Let’s dive in:
Python and Scala are two programming languages.
Python is a dynamic and easy-to-learn programming language. Scala is a typed programming language that is widely used in the IT industry.
2. Hadoop (MapReduce and HDFS)
Python and Scala are two programming languages.
A lot of the technologies are based on Hadoop. It will assist in comprehending fundamental concepts such as scalability, replication, failure tolerance, and partitioning.
3. Ingestion
Raw data is ingested into the platform using the tools listed below.
Cloud Pub/Sub, Apache Kafka, BigQuery, AWS Kinesis
4. Fast Storage
This category is for storing real-time data that can be accessed quickly.
AWS Kinesis, Apache Kafka, and Cloud Pub/Sub
5. Slow storage/direct data lake access
Access to the data lake via direct storage is slow.
The data for batch processing is stored in this category.
AWS S3, Google Cloud Storage, HDFS
Analytics and real-time processing
The tools listed below are used to process the streaming data.
Cloud Dataflow, Apache Flink, Spark Streaming, Amazon Kinesis Analytics
7. Batch processing and analytics
Batch processing is done with these tools.

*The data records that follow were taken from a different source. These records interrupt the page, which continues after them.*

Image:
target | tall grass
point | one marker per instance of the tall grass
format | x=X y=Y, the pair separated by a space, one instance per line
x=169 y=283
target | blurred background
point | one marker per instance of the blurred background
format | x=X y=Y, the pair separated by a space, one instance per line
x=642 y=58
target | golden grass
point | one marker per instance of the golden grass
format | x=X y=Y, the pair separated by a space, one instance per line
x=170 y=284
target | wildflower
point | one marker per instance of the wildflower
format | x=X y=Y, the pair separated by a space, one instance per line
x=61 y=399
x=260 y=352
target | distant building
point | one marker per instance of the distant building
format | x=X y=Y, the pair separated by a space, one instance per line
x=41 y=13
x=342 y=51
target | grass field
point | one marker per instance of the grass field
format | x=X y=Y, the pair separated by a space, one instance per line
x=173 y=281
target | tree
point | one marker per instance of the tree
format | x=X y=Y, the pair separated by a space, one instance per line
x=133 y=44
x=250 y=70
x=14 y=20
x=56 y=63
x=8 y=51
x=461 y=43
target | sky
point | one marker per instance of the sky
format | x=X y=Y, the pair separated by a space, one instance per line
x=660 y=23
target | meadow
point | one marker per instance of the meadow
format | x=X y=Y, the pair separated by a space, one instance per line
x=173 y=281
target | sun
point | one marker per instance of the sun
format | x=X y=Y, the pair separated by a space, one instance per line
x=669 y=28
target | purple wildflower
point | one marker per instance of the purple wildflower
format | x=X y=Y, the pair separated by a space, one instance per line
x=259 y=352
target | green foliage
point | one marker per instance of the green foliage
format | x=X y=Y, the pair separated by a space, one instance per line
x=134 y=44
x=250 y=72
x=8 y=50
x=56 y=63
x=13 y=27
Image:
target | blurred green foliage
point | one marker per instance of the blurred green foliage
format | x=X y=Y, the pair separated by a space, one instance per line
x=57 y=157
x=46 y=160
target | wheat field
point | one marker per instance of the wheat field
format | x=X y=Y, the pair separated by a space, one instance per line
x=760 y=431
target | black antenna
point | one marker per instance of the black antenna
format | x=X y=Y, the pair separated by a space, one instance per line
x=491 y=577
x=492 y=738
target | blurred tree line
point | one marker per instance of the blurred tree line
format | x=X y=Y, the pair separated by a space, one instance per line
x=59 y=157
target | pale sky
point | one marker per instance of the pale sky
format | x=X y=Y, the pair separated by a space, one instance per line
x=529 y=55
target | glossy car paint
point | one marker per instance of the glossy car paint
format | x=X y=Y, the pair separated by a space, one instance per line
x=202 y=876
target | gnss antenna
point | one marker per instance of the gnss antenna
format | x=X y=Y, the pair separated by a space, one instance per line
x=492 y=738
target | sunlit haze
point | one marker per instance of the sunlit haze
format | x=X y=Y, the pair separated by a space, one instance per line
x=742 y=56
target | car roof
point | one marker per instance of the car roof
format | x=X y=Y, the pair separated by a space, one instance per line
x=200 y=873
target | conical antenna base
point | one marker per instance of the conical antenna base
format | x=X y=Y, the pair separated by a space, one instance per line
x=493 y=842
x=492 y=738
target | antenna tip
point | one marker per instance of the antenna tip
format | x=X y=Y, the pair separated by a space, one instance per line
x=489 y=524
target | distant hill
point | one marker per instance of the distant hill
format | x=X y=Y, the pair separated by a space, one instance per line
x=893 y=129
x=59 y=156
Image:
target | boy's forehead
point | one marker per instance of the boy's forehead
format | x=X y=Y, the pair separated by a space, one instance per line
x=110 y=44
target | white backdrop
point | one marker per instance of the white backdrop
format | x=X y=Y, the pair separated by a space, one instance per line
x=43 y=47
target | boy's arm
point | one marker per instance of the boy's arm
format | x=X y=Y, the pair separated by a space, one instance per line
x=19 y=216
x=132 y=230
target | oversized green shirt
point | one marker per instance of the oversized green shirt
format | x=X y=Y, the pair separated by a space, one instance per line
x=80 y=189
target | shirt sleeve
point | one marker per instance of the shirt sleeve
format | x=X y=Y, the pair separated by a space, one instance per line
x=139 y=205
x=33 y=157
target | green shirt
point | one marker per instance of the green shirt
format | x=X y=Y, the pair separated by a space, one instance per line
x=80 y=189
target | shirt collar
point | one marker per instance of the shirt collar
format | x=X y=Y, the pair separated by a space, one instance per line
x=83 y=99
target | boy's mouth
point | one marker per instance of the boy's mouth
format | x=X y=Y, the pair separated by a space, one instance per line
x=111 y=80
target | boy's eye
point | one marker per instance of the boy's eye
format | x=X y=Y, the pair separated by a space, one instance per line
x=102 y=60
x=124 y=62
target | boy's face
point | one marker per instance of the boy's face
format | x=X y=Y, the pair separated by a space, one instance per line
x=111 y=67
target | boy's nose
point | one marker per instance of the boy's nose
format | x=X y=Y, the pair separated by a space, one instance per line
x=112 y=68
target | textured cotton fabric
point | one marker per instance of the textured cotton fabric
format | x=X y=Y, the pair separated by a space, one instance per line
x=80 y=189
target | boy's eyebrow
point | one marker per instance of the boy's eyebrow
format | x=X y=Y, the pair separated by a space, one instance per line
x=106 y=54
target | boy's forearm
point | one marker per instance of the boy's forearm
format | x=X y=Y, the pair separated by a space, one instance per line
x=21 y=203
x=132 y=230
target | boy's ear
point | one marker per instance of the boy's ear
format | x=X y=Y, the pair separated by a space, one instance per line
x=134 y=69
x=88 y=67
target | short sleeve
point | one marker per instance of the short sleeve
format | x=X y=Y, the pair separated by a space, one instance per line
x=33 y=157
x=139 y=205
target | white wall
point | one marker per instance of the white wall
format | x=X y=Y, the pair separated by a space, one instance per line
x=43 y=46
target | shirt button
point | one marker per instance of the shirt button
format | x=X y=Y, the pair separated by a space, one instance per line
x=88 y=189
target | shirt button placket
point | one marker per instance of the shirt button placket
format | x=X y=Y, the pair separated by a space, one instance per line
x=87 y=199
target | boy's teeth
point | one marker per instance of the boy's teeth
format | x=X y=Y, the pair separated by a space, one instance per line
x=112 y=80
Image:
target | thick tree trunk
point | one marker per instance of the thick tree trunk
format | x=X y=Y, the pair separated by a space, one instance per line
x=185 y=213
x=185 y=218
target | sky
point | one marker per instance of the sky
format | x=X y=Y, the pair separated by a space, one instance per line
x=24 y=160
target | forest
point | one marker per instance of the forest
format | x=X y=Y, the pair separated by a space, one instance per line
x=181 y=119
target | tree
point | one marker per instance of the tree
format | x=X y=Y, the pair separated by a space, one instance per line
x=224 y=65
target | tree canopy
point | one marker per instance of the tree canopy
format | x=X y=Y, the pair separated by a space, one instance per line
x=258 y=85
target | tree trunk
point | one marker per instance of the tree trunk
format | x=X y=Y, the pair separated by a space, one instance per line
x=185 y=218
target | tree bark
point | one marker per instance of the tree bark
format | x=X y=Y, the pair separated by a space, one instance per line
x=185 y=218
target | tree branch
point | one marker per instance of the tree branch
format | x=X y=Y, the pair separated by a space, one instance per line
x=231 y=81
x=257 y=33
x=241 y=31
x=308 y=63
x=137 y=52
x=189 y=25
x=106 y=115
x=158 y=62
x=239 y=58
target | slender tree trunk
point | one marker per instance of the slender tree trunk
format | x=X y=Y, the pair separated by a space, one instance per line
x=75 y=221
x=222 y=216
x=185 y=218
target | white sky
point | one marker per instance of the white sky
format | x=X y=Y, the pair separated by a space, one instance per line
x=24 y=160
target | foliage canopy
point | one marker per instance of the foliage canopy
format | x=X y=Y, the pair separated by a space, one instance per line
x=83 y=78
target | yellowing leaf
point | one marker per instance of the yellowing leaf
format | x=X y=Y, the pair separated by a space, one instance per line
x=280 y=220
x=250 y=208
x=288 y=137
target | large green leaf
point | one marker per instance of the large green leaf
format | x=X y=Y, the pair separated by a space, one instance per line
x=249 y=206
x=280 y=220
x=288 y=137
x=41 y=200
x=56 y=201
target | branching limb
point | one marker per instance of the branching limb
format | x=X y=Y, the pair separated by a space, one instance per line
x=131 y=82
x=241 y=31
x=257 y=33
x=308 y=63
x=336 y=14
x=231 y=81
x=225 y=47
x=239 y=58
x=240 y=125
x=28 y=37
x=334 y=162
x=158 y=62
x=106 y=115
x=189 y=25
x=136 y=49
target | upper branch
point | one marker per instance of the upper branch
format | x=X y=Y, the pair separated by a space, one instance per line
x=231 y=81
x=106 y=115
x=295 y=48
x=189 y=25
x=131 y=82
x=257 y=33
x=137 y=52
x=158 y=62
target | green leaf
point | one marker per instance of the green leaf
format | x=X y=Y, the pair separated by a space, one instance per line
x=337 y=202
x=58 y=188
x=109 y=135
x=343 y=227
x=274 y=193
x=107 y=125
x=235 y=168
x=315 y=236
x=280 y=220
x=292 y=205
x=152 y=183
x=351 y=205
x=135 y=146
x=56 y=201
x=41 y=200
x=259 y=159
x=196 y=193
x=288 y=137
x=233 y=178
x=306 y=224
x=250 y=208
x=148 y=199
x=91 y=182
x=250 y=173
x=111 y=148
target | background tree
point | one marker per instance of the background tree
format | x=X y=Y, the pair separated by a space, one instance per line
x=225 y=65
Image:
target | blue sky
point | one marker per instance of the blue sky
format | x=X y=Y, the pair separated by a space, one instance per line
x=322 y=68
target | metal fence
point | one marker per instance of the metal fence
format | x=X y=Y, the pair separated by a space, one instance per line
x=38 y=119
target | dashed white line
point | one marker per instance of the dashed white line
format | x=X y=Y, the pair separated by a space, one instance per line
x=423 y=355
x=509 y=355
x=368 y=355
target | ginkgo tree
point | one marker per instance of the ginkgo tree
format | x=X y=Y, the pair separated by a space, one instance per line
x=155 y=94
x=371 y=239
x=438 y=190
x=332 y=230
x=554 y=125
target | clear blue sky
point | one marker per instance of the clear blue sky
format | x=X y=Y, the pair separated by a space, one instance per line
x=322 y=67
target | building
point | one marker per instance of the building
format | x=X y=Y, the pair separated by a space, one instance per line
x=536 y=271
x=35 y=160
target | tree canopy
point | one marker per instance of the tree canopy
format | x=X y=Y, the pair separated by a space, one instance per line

AWS Glue, Apache Spark, and Dataproc
8. Orchestration overlay
The data pipelines are orchestrated using these tools.
AWS Step Functions, Google Cloud Composer, and Apache Airflow
9. Data Warehouse
The data pipelines are orchestrated using these tools.
Redshift, BigQuery, Snowflake, and PostgreSQL are all AWS services.
10. Serving Layer
To provide services to data consumers.
Relational Databases — PostgreSQL, Mysql NoSQL Databases — Cassandra, DynamoDB
These categories and technologies will ensure that you develop the tree of knowledge while concentrating on the most important parts, the root, and stem, and branching out as needed.